Work & employment
Werkvertrag
A Werkvertrag is a contract for work and services under §631 BGB: you owe a finished result, not your working time, and you act as a self-employed contractor. Despite the similar name, it has nothing to do with a Werkstudent employment contract.
Under a Werkvertrag a contractor promises a specific result (a finished website, a translated document, a repaired machine) for an agreed price. Payment is tied to delivery and acceptance of the work, not to hours. The contractor is self-employed: no social-security contributions are withheld, no paid vacation or sick leave exists, and taxes are the contractor's own responsibility.
The name collision with Werkstudent confuses many students. A Werkstudent has an Arbeitsvertrag (employment contract) with employee protections. A Werkvertrag makes you a freelancer for one deliverable. Companies sometimes use Werkverträge to avoid employer duties; if you work fixed hours under instructions with company equipment, that can constitute false self-employment (Scheinselbstständigkeit), which is illegal.
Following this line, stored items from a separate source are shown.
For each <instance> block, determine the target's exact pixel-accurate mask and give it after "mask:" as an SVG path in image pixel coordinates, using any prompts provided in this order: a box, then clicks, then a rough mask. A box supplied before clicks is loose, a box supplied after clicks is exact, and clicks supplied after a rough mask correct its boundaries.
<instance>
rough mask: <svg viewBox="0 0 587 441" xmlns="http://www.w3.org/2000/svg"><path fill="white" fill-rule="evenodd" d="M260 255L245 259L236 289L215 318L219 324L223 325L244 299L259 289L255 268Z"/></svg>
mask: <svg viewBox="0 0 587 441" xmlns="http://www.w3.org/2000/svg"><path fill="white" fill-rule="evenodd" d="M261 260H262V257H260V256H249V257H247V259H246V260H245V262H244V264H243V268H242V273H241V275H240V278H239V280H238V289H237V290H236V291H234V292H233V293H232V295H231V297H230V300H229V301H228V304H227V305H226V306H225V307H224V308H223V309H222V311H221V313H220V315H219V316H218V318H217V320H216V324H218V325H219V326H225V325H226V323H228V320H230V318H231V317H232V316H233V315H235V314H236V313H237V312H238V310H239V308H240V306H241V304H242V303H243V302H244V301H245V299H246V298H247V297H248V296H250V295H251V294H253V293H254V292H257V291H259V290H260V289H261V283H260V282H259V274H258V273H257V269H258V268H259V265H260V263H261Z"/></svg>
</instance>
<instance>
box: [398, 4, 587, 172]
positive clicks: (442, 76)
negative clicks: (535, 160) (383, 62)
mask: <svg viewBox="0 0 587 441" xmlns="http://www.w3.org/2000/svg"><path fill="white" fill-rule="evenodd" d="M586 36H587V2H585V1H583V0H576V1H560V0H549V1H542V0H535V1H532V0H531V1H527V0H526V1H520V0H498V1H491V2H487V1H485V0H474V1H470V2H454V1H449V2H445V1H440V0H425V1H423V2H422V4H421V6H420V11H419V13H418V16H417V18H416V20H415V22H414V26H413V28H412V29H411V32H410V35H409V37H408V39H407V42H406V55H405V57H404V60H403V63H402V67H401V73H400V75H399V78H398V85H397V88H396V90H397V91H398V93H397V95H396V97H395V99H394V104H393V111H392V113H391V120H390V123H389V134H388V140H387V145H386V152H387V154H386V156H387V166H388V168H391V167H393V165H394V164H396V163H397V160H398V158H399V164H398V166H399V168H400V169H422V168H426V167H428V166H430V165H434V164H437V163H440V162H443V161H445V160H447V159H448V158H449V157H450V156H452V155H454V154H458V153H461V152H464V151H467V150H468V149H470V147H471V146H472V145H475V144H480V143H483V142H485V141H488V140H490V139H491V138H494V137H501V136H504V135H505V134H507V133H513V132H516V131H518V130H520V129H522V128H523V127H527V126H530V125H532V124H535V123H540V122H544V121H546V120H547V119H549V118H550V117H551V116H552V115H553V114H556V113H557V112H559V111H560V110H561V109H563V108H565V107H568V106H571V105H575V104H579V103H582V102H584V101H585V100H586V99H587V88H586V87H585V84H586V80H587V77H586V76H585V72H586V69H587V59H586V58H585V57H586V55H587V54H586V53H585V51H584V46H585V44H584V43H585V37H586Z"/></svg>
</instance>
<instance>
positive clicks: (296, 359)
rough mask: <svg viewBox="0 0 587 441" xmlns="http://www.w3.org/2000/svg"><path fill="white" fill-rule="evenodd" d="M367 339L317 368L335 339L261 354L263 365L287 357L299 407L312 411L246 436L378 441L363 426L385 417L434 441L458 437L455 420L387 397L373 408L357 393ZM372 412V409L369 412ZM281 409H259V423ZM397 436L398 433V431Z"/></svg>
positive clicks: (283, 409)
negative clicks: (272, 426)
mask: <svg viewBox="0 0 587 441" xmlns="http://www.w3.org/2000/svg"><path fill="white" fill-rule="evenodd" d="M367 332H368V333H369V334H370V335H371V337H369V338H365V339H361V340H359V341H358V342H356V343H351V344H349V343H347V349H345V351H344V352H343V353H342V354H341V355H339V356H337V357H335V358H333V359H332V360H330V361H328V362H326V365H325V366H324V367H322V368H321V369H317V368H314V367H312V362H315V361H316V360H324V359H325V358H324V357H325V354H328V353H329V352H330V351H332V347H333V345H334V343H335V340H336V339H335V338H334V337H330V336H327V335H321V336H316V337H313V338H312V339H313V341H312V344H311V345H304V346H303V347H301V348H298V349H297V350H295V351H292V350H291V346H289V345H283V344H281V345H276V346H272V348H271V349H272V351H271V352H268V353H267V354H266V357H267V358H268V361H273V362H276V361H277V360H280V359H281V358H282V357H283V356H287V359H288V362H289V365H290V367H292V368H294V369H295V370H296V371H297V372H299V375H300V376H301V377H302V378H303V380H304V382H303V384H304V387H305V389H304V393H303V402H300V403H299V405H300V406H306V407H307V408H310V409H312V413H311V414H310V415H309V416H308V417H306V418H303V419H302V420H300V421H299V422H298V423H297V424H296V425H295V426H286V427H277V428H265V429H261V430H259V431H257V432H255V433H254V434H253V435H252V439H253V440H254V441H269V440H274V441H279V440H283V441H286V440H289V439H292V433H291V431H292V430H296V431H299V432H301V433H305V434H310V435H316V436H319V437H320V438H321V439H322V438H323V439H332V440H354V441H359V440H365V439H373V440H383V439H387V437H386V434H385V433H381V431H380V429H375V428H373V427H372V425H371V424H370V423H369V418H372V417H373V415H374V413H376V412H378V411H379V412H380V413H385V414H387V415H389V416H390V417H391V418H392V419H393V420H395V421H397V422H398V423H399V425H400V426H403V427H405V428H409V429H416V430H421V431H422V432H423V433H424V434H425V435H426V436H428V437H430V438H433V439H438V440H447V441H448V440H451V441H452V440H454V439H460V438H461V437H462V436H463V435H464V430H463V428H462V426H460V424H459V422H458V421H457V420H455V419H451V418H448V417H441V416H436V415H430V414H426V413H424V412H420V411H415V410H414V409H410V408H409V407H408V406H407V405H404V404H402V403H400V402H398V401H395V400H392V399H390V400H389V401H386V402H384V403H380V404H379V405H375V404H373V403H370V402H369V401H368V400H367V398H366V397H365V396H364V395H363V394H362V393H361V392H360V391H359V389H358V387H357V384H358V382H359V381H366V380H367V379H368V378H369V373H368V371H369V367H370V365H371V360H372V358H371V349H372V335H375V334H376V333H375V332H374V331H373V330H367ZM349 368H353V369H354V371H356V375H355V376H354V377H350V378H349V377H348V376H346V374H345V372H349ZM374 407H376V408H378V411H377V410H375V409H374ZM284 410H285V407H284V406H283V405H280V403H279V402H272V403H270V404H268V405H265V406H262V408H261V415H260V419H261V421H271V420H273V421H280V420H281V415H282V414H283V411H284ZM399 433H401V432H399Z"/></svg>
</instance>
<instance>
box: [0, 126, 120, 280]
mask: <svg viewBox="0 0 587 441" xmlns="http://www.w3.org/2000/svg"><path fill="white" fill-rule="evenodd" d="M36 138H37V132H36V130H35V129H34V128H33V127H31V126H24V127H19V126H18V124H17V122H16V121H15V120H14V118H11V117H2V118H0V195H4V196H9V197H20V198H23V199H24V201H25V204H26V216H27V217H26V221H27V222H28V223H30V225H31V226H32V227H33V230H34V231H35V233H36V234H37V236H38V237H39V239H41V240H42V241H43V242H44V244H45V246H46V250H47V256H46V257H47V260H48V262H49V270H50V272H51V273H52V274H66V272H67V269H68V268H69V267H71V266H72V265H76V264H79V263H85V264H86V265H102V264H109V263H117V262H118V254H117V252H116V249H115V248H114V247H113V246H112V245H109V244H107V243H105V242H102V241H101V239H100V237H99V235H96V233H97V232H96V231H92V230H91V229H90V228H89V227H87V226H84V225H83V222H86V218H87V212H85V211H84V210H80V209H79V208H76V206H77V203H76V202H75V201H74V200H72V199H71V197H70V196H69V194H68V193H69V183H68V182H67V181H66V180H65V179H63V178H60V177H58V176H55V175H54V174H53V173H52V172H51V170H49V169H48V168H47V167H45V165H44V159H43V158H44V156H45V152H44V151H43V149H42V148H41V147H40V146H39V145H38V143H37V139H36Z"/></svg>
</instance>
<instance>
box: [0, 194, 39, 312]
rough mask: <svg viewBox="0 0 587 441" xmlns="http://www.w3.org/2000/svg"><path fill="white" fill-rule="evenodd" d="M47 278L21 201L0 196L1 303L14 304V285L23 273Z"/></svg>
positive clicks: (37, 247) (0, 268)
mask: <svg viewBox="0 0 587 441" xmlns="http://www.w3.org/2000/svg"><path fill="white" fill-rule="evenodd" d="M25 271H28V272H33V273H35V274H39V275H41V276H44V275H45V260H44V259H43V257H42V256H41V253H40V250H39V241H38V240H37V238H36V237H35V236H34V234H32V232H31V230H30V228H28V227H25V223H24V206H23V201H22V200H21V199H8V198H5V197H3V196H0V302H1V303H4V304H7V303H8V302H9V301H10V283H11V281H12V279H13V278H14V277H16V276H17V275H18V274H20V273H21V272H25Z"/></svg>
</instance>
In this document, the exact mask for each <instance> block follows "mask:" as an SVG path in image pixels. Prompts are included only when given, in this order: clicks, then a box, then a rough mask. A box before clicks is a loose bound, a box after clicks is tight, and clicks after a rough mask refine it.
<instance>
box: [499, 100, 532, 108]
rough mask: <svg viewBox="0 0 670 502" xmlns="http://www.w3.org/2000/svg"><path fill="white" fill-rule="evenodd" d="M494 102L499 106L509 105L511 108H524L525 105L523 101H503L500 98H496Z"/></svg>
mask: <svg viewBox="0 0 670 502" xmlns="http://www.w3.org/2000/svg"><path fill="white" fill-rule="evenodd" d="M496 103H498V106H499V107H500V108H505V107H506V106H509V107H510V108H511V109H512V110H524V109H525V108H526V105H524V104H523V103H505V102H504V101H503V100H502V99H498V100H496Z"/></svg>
What it means for working students
Occasional freelance gigs on a Werkvertrag are legal for students, including most international students, but income must be declared in a tax return, and non-EU students need to check whether their residence permit allows self-employed activity at all; many student permits do not without separate authorization. When a company offers you a 'working student position' on a Werkvertrag, that is a red flag: you lose minimum wage, sick pay, vacation, and the Werkstudentenprivileg.